Harness the Power of Cannoli: Implementing a Program Backtrace

So, you’ve heard about Cannoli, the high-performance tracing engine, but don’t know where to start. Perhaps you read the source code but don’t understand how to implement your analysis. Or maybe you’re someone who learns by example and finds inspiration in detailed walkthroughs. If so, this is the post for you. The following walkthrough implements a program backtrace and demonstrates how to harness Cannoli to serve your instrumentation needs.

Note: this blog post is not a replacement for, but rather a supplement to, the Cannoli GitHub readme quick start guide and Brandon Falk’s previous blog post detailing Cannoli internals and demonstrating performance considerations.
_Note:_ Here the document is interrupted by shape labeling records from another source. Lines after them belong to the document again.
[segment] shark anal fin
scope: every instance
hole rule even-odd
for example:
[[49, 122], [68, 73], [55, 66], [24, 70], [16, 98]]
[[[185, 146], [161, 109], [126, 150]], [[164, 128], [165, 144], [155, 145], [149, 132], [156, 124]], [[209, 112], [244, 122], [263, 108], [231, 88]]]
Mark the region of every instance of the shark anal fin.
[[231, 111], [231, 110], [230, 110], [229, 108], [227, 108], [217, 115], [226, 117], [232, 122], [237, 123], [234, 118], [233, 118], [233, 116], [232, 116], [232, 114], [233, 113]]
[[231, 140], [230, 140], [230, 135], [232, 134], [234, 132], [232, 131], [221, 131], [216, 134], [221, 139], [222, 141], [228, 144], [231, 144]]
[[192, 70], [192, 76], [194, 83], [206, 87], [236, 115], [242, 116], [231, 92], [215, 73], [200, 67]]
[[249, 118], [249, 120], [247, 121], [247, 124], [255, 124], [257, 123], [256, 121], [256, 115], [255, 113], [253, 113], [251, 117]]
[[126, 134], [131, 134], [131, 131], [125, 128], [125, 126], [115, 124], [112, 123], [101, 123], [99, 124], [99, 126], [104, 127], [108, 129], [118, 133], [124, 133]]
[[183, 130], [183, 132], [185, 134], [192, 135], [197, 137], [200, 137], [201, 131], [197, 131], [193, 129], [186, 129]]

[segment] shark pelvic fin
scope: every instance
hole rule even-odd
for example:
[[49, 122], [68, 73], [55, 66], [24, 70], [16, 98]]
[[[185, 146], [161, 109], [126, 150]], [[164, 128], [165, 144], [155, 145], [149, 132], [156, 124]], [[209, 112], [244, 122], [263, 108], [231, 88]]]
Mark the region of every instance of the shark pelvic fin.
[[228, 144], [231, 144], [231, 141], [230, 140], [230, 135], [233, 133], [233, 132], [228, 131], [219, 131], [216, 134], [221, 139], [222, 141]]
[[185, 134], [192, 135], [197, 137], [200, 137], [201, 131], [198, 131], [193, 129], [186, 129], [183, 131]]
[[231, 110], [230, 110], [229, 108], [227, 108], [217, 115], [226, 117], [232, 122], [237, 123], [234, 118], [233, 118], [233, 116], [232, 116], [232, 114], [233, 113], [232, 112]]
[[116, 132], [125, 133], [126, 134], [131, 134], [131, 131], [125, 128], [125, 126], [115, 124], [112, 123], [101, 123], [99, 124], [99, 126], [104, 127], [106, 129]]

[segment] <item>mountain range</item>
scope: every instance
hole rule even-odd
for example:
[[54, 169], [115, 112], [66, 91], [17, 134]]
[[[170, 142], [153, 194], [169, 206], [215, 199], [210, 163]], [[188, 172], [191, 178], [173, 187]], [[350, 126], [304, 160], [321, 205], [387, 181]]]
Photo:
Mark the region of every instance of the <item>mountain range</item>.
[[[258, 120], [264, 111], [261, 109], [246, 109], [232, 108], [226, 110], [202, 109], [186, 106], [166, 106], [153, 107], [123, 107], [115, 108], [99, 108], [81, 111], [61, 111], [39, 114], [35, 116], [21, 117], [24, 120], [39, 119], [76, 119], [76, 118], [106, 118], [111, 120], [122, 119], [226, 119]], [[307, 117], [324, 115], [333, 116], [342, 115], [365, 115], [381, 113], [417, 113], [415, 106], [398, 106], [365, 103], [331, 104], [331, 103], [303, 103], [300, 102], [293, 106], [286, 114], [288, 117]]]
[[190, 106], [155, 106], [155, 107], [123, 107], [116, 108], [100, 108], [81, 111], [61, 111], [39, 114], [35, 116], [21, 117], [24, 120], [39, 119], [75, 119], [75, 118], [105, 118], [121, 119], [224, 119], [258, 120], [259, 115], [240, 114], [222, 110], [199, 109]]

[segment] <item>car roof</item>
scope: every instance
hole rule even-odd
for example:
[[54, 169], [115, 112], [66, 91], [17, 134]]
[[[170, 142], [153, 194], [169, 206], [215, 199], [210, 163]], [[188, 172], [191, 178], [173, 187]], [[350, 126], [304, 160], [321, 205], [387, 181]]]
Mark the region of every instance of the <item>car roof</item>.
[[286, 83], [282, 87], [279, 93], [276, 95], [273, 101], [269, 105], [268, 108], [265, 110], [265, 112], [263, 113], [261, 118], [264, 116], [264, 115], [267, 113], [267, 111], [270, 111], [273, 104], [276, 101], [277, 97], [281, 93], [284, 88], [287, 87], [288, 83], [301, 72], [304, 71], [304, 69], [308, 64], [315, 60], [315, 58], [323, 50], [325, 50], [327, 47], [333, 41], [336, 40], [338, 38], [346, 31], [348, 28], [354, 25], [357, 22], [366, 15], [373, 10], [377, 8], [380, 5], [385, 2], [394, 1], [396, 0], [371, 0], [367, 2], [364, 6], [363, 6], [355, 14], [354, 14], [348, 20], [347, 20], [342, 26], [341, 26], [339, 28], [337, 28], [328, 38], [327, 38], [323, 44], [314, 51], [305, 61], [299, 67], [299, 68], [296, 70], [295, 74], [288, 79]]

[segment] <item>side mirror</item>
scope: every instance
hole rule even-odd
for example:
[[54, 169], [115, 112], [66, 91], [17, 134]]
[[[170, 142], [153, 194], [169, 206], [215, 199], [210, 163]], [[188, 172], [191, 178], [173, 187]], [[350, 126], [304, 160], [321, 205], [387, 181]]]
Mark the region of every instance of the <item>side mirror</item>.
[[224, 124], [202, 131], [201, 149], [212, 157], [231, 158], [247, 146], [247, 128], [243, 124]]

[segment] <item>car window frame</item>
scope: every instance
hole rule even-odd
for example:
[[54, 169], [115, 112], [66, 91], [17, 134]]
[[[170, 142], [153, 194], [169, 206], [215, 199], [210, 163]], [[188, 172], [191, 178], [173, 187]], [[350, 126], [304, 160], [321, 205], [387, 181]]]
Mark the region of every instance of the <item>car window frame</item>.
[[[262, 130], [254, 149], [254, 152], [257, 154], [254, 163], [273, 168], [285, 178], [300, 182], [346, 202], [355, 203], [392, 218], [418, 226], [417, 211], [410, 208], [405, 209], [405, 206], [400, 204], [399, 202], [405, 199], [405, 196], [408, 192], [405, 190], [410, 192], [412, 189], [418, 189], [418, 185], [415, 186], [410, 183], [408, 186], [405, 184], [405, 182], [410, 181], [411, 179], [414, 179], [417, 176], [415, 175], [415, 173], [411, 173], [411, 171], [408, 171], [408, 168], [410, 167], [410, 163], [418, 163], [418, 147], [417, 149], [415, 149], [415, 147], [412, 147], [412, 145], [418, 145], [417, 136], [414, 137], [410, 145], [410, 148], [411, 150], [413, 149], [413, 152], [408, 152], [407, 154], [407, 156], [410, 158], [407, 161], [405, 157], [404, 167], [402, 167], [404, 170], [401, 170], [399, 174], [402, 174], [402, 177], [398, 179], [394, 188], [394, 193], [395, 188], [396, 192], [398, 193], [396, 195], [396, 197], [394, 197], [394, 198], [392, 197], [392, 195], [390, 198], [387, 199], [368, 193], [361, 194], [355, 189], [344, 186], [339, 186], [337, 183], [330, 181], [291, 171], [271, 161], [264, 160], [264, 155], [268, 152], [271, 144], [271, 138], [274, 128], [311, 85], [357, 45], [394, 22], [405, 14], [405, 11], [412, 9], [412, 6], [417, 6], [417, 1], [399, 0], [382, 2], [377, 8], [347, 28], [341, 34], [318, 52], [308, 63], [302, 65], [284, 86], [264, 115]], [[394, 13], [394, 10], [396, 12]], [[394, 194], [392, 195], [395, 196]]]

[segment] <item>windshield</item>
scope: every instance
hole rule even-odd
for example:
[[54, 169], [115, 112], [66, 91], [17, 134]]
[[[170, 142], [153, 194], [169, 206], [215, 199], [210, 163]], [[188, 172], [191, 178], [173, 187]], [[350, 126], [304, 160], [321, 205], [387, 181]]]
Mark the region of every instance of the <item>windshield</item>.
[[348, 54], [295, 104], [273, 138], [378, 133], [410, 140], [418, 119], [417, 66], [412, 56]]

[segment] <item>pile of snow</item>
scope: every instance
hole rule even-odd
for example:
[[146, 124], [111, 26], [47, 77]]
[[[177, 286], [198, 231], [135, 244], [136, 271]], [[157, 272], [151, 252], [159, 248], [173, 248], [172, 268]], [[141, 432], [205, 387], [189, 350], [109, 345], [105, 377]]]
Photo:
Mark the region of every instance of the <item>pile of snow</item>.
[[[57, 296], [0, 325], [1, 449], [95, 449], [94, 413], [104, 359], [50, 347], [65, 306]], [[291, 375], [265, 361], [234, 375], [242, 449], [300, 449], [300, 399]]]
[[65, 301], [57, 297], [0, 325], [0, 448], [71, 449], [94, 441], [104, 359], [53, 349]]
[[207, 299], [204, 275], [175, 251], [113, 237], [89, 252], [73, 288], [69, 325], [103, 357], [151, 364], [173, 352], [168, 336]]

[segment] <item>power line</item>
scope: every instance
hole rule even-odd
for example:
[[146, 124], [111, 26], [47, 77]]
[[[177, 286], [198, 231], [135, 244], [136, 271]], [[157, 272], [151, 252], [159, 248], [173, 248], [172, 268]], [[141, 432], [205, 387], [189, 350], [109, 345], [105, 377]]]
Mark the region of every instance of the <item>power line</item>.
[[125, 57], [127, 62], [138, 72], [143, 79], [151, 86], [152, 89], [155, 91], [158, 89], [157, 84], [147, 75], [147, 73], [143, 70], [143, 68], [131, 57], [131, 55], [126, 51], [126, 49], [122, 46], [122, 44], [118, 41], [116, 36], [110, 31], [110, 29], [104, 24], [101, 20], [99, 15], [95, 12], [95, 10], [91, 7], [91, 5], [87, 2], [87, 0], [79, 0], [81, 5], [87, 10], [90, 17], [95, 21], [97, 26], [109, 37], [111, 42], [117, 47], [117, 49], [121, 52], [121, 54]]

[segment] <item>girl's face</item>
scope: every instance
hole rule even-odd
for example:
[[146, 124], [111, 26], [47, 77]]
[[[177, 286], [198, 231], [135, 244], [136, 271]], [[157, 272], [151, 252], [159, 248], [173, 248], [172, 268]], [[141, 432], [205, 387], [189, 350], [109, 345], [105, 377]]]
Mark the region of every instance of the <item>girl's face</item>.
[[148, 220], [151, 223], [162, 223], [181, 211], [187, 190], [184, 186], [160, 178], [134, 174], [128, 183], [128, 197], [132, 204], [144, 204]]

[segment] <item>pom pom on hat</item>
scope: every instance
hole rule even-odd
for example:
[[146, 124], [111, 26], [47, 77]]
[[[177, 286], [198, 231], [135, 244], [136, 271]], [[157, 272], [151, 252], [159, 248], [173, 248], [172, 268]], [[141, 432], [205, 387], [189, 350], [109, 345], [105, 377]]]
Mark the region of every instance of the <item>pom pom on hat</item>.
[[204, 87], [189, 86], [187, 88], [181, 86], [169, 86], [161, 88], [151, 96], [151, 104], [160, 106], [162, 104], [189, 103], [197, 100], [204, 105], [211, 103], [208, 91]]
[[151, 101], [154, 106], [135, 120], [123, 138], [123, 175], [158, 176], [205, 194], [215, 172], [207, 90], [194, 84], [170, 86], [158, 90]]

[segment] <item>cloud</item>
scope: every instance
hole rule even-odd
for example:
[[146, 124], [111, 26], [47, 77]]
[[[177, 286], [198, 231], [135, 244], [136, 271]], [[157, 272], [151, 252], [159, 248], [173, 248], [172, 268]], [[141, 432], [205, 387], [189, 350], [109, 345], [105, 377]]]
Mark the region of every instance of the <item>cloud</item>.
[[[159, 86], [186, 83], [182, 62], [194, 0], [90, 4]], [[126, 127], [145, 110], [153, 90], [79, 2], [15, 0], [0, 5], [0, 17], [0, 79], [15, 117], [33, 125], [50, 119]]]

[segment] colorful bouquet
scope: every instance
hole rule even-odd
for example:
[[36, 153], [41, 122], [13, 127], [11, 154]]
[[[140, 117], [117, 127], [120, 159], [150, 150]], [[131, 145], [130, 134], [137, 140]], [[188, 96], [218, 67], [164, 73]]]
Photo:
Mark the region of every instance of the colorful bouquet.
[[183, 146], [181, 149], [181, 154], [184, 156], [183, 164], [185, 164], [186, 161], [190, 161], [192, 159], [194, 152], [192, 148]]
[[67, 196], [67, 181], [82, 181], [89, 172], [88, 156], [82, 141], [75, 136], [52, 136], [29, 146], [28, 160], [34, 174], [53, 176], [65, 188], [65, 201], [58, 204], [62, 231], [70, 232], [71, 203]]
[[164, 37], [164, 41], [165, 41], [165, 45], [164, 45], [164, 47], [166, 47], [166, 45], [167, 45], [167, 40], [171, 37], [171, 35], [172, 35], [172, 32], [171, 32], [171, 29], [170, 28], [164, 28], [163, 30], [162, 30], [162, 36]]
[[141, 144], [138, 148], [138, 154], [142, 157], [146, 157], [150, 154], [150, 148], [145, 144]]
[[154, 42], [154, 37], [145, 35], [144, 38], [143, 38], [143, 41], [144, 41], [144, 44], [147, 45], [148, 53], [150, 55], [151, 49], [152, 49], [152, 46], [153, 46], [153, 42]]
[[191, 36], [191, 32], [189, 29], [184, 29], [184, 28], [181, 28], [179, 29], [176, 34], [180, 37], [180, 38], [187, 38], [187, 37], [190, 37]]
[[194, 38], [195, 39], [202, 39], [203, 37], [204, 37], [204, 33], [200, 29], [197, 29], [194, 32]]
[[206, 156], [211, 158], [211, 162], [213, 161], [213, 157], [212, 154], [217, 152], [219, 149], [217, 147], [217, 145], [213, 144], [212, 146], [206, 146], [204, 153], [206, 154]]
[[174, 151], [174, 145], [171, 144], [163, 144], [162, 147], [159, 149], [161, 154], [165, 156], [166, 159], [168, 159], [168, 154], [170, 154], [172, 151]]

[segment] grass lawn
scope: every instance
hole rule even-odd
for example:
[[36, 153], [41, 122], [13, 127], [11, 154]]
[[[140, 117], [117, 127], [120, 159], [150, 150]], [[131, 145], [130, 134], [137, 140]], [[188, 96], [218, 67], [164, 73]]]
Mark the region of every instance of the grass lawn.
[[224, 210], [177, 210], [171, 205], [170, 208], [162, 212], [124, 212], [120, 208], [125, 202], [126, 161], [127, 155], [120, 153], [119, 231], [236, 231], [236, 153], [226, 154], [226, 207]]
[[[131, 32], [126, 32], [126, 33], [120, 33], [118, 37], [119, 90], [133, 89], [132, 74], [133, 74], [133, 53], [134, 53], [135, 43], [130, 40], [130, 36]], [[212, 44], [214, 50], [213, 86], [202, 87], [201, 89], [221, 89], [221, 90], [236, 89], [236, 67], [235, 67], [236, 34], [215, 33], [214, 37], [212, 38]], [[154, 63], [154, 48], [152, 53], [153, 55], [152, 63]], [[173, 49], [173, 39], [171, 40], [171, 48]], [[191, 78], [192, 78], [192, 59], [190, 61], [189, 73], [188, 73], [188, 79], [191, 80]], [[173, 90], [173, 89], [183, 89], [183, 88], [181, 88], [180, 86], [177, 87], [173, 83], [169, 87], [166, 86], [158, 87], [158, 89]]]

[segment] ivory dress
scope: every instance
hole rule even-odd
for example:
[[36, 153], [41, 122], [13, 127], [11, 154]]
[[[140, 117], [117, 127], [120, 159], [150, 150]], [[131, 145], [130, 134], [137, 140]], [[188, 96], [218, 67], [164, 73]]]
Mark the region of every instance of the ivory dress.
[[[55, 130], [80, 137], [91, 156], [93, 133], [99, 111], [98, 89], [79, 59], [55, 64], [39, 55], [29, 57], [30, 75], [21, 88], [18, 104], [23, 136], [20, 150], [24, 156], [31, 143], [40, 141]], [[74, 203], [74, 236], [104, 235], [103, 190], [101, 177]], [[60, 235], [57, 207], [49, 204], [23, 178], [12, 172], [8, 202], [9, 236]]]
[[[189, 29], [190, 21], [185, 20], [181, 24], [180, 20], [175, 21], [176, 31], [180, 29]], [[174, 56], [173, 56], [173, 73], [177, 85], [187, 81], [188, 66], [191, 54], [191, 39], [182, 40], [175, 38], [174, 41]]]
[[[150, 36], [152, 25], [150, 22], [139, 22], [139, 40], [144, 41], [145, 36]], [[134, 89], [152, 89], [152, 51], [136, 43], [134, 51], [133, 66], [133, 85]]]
This post can be thought of as a detailed walkthrough of the “What to Do” section in the GitHub readme.

General Considerations

This section includes general considerations worth reviewing before starting any Cannoli project. If you are interested in the backtrace walkthrough, skip ahead to the Implementing a Backtrace section.

Project Configuration

The project’s Cargo.toml file configures the project, specifically the analysis process (client) and Jitter shared library (server). This blog uses the following template, where <project> is the project name, and therefore the name of the root project folder.

[package]
name = "<project>"
version = "0.1.0"
edition = "2021"

[dependencies]
cannoli = { path = "../cannoli/cannoli" }
jitter = { path = "../cannoli/jitter" }

[lib]
crate-type = ["cdylib"]

[[bin]]
name = "<project>"
path = "src/main.rs"

This structure assumes that the compiled Cannoli project (cloned and configured using the Cannoli GitHub repo) also exists in the parent directory; thus the ../cannoli/cannoli path resolves to the Cannoli source. Finally, the example defines the client in src/main.rs and the server (Jitter) in src/lib.rs. The rough directory structure follows, with notes in parentheses.

Note that the Cannoli GitHub repo contains a backtrace example as a member of the project, so the directory structure and Cargo.toml file differ slightly.

|-- <project>
|   |-- .cargo
|   |   `-- config.toml (**needed to compile, see below**)
|   |-- examples
|   |   `-- testcase
|   |-- Cargo.toml
|   |-- src
|   |   |-- main.rs (client source)
|   |   `-- lib.rs (server source)
|   `-- target (after building the project)
|   	|-- release
|   	|   |--<project> (compiled client)
|   	|   |-- lib<project>.so (compiled server)
|   	|   `-- ...
|   	`-- ...
`-- Cannoli (clone)
	|-- cannoli
	|   |-- Cargo.toml
	|   |-- src
	|   `-- ...
	`-- jitter
       	|-- Cargo.toml
       	|-- src
       	`-- ...

Note: compiling a new project requires the -asm-macro-max-nesting-depth flag in .cargo/config.toml, as shown below.

[target.x86_64-unknown-linux-gnu]
rustflags = ["-Cllvm-args=-asm-macro-max-nesting-depth=1000"]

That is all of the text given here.